“With this book Irvine makes a vital contribution to the emerging field of global music history. He demonstrates the necessity of looking beyond Europe to discover how the West reflexively re-created its own sonic identity through engagement with China. From the desks of scholars to the throne room of the Qianlong emperor, and from the noisy streets of Canton to the decks of trading ships, Listening to China takes the reader on a journey that reveals how sounds from East Asia shaped a new wave of Western musical thought.”
— David R. M. Irving, ICREA Research Professor at the Institució Milà i Fontanals–CSIC, Barcelona
“Irvine has given us a brilliant study of Western sonic encounters with China around 1800. While musicologists have been interested in the history of Sino-European musical interaction for some time, Listening to China is original in the breadth of the archive Irvine has assembled and in the canny combination of postcolonial, global historical, and sound studies approaches he brings to bear on it. Writing in the tradition of Jürgen Osterhammel, Irvine is always attuned to the macrohistorical implications of the pasts he documents, yet he also brings a music historian’s ear to the nuances of sound and sense-making that he finds there. Irvine has a knack for historical narrative that makes this book a real pleasure to read, ponder, and teach.”
— Olivia Bloechl, University of Pittsburgh
“The sonic turn in monographs like Irvine’s helps us begin to recover some of the sound world we have lost.”

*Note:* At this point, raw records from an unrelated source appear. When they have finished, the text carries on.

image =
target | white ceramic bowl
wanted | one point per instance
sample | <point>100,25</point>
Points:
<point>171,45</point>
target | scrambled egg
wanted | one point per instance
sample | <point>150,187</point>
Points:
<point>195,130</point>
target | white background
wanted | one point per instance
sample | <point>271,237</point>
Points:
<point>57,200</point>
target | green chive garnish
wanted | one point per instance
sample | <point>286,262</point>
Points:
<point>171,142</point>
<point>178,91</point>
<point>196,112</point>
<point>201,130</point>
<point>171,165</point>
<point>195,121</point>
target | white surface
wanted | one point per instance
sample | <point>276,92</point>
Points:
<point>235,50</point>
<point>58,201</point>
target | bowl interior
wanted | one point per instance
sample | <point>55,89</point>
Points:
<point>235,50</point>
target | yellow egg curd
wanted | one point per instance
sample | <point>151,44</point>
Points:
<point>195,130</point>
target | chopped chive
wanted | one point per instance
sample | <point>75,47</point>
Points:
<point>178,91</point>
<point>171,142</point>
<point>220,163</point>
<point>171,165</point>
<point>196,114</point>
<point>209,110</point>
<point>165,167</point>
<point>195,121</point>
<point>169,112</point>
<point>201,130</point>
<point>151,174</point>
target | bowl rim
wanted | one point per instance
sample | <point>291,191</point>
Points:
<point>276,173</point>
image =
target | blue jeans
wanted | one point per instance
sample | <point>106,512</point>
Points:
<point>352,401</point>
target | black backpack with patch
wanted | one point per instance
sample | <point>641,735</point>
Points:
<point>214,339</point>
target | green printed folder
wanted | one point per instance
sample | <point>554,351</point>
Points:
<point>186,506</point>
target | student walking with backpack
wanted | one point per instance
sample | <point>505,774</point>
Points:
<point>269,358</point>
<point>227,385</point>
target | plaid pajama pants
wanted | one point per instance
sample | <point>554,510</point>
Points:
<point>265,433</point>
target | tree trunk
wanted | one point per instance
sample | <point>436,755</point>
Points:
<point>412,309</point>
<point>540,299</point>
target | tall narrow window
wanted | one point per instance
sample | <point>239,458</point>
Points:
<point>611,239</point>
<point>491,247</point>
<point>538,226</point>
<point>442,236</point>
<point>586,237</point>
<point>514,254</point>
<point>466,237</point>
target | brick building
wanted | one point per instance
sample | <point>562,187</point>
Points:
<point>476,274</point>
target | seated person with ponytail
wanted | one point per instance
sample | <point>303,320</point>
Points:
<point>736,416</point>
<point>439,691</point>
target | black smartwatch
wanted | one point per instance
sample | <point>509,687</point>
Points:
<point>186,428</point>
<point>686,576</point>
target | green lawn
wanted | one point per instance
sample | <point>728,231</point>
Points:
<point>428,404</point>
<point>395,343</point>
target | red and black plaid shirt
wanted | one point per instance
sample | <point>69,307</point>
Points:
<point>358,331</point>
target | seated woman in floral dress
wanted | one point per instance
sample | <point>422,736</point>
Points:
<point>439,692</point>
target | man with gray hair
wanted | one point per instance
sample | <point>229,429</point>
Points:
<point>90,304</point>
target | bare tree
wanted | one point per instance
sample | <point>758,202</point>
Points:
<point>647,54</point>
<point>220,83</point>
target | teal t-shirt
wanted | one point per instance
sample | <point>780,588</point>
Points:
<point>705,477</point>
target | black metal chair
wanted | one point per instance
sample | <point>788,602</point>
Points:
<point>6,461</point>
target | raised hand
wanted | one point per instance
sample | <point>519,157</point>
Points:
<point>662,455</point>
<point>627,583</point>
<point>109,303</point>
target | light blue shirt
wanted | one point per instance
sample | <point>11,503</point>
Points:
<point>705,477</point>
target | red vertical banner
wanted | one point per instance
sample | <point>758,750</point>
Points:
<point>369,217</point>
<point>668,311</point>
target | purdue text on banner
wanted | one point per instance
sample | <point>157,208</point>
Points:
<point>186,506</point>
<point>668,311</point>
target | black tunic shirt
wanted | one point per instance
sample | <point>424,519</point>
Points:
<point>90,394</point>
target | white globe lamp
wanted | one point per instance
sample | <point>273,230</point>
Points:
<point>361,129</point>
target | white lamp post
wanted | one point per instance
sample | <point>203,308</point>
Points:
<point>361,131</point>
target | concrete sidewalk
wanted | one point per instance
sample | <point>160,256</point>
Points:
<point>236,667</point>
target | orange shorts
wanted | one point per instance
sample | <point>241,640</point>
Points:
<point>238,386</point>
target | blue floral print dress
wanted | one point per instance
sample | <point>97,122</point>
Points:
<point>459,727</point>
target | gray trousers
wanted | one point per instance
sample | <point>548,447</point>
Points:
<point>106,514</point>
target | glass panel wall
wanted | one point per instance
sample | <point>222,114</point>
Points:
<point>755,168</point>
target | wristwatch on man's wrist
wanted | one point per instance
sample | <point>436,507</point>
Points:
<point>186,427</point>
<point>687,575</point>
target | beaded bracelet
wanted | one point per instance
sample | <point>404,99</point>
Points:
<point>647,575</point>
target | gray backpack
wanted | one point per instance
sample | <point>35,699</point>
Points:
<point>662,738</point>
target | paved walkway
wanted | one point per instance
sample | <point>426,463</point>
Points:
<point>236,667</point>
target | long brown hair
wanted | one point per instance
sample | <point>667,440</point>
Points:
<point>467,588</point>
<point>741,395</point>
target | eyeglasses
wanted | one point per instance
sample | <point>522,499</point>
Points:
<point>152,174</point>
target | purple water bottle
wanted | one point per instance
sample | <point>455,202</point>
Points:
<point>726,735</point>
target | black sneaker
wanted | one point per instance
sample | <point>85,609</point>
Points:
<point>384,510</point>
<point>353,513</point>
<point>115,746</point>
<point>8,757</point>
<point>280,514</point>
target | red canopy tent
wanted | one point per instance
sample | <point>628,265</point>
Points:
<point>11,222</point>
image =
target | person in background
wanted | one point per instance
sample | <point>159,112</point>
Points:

— New York Review of Books
"Critically appreciating many other theoretical borrowings from postcolonialism to new musicology, Irvine's ultimate aim is to contribute to the decolonization of musicology and its universalistic master narratives... Irvine's impressive book is a contribution to globalization as well as to the decolonization of musicology. Both are highly topical and will certainly generate further discussion."
— Historische Zeitschrift (translated from German)
"Listening to China deserves merit for recording the stages of the process during which, as [Jürgen] Osterhammel aptly put it, Europe no longer compared itself to Asia but considered itself incomparable, a process that manifested itself in the musical area and also in the early stages of Sino-Western relations."
— Zeitschrift der Deutschen Gesellschaft für die Erforschung des achtzehnten Jahrhunderts (translated from German)
"Listening to China has extended the scope and geography of Western music and also added to the very limited literature on Sino-Western musical encounters, and it is a fine example of global music history."